Clearly, more work is required to determine exactly how changes in membrane orientation would affect K-Ras function. When combined with previous studies of Ras (and related) proteins in lipid nanodiscs as well as in other synthetic and cell membranes (14, 15, 17, 18, 19, 50, 51), however, our results provide an intriguing picture of how intrinsic structural fluctuations and specific charge interactions work together to hold the catalytic domain on a membrane surface. This is remarkable because, given its water solubility, the catalytic domain might have been assumed to be staying away from membrane. More broadly, our findings reinforce the idea (16, 24, 56) that membrane binding of Ras GTPases involves much more than the catalytic domain passively hanging in water via the lipidated HVR that is glued to the membrane.

Conclusions

We have shown that G12D K-Ras.GTP interacts with a negatively charged POPC/POPS membrane with multiple distinct orientations. Among these, two orientations were found to be highly populated and are referred to as orientation states 1 and 2. Within the simulation lengths of hundreds of nanoseconds that we have employed, we found that surface residues from helices 3/4 (OS1) and helix 2/β1–3 (OS2) form direct contact with the membrane. A few residues at loop7 (and in some cases helix 2) provide a toehold as the catalytic domain rocks between the two major orientation states using the HVR as a tether. The switch region is completely solvent-exposed in OS1, which we propose is an effector-interacting orientation. The switches are occluded in OS2, which likely makes it a not effector interacting orientation. Flexibility of the linker region in the HVR affects the orientation of the G-domain with respect to the membrane plane and therefore may play a critical role in function as well. Because variations in the proximity of different surface patches of K-Ras to membrane can affect accessibility of ligand binding sites (57), we propose that the different modes of membrane interaction and dynamics should be taken into account in structure-based drug design efforts targeting membrane-bound K-Ras.

Author Contributions

A.A.G. and P.P. conceived and designed the project; P.P., H.L., Y.Z., J.F.H., and A.A.G. performed the experiments and analyzed the data; and P.P., Y.Z., and A.A.G. wrote the article.

Editor Michael Feig.

Supporting Material

Movie S1. Showing the Transition from One Orientation State (OS1) to Another (OS2)

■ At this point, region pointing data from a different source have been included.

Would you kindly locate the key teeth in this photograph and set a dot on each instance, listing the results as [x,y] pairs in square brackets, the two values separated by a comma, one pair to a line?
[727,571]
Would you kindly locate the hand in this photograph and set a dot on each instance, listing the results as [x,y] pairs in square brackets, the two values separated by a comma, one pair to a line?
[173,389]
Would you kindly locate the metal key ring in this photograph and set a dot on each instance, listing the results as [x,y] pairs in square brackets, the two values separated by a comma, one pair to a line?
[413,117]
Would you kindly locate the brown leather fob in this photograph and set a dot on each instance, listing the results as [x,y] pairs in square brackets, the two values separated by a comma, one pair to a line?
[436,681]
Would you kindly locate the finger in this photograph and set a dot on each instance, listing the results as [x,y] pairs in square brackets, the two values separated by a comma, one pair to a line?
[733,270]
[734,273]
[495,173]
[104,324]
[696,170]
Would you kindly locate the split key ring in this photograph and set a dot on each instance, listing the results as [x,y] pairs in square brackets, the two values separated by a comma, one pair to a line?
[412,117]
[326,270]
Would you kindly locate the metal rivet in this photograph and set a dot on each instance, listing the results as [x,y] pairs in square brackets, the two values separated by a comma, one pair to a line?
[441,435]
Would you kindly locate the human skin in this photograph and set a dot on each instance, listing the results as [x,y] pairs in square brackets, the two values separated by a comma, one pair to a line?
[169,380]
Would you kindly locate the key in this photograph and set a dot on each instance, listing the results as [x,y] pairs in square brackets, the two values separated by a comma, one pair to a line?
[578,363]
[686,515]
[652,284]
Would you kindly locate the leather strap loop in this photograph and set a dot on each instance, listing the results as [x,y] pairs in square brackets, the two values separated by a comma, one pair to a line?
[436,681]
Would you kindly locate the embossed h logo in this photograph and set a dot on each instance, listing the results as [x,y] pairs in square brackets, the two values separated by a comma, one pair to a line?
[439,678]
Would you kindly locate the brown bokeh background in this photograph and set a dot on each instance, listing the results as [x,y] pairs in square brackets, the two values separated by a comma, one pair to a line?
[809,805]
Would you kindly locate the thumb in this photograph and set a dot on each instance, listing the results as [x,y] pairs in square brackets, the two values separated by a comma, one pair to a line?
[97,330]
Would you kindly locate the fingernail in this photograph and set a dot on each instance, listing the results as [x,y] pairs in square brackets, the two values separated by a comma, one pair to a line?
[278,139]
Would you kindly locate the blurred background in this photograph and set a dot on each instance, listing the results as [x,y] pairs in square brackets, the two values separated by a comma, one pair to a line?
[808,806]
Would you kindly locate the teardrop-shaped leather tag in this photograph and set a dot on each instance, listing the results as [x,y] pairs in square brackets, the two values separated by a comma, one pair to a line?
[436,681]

The movie was generated from one of the Nocmap-K-Ras simulations (Fig. 2 B), which is the only trajectory that underwent such a transition. The toehold region comprising the C-terminus of helix-3 and loop7 is shown in purple, helices 3 and 4 are green, and strands β1–3 and helix 2 are in orange. The residues in licorice are those within 4 Å of the bilayer (gray lines). The elements in licorice are colored as follows: nitrogen (blue), oxygen (red), carbon (cyan), and sulphur (yellow).

Movie S2. Showing the Rocking Motion via the Toehold in a NormK-Ras Simulation (Fig. 2 A)

Color scheme is the same as in Movie S1.